Paran kadar sağlık hizmeti satın alınabilen bu sistemde emekçilerin sağlık hakkı gasp edilmektedir. AKP iktidarı eliyle uygulanan “sağlıkta dönüşüm” politikaları, sağlık hakkının daha fazla gasp edilmesine yol açarken, sağlık çalışanlarını da daha ağır çalışma koşullarına mahkûm etmektedir. Sağlık çalışanlarının yükü artarken, sağlık hizmetinin niteliği düşmektedir. Sağlık alanında derinleşen bu sorunlarla birlikte son 10 yılda sağlık çalışanlarına dönük şiddet yüzde 60 artmıştır.

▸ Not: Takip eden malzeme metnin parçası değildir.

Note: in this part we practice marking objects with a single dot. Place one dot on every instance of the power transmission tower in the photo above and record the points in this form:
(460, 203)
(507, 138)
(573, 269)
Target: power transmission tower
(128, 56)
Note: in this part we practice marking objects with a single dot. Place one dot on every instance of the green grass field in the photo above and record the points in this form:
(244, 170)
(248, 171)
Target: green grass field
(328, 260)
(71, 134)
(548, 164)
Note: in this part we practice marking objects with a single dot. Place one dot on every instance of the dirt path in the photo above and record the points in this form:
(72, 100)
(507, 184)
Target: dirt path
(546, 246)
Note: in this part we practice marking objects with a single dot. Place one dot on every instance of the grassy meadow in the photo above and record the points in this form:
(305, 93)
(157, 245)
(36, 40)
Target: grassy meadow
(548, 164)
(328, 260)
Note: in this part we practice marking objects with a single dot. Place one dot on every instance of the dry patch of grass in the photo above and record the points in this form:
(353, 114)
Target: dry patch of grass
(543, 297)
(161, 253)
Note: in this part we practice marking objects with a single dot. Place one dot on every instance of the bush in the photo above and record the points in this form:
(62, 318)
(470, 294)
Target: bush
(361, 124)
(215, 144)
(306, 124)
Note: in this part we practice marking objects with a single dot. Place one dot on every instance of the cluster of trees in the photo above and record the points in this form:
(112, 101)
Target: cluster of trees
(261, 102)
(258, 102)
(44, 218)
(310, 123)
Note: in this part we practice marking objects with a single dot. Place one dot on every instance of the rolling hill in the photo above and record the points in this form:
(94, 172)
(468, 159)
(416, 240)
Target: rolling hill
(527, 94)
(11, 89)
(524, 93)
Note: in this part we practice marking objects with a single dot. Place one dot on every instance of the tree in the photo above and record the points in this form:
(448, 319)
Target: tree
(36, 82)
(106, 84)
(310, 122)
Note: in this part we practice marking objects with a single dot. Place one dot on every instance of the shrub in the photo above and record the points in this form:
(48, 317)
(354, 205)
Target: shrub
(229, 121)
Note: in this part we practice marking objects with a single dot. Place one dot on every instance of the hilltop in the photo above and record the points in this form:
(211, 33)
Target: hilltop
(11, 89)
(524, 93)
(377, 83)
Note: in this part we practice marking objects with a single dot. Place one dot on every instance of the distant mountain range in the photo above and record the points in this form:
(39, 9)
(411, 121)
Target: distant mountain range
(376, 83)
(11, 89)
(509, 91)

Sağlıkta dönüşüm politikaları hastaneleri de vurmuştur. Şehir hastaneleriyle birlikte özelleştirme yeni bir boyuta çıkarken, üniversite hastaneleri başta olmak üzere kamuya ait birçok sağlık kurumu bütçe ayrılmadığı için kapanmaktadır. Giderek özelleşen bu “sektör” sermayeye daha fazla kâr ve rant alanları sunmaktadır. Sermaye temsilcisi AKP iktidarının sağlık alanına yaklaşımının esasını da bu oluştururken, toplumsal ihtiyaçları karşılamak, halk sağlığını korumak geri planda kalmaktadır.
Hastane sahibi kapitalistlerin kârları ve sermaye devletinin çıkarları ekseninde dönen bu sistem, sağlık hizmeti alacakları müşteri, sağlık çalışanlarını işçi-emekçi haline getirmiştir. Bu sistemde performans dayatmasından özlük haklarının gasp edilmesine, uğradıkları şiddetten ağır çalışma koşullarına sağlık çalışanlarına kölelik reva görülmektedir.
Türkiye’de yaklaşık 150 bin doktor görev yapıyor. Her on bin kişiye yaklaşık 17 doktor düşüyor. OECD rakamlarına göre bu sayının 30 olması gerekiyor. Bir doktorun ilgilenmesi gereken hasta sayısı bile durumun vahametini göstermektedir. Ayrıca, sağlık çalışanları sadece doktorlardan oluşmuyor. Hemşireler, diş hekimleri, ebeler, eczacılar, laborantlar, radyoloji teknisyenleri, fizyoterapistler, diyetisyenler, sağlık teknisyenleri, sağlık memurları, psikologlar, biyologlar, paramedikler, hastabakıcılar, taşeron sağlık işçileri… İş bölümüne göre bu farklılaşma beraberinde çalışanları pek çok çeşit sorunla yüz yüze bıraksa da tümünün kaynağında ücretli kölelik düzeni kapitalizm yer alıyor.
Türkiye kapitalizminin sorunlarına ek olarak virüs salgınıyla 14 Mart’ı karşılayan sağlık çalışanları ve sağlık hakkına sahip çıkan işçi-emekçiler, ancak daha fazla dayanışma ve mücadeleyle, sermaye-AKP iktidarının yol açtığı sorunların üstesinden gelebilir.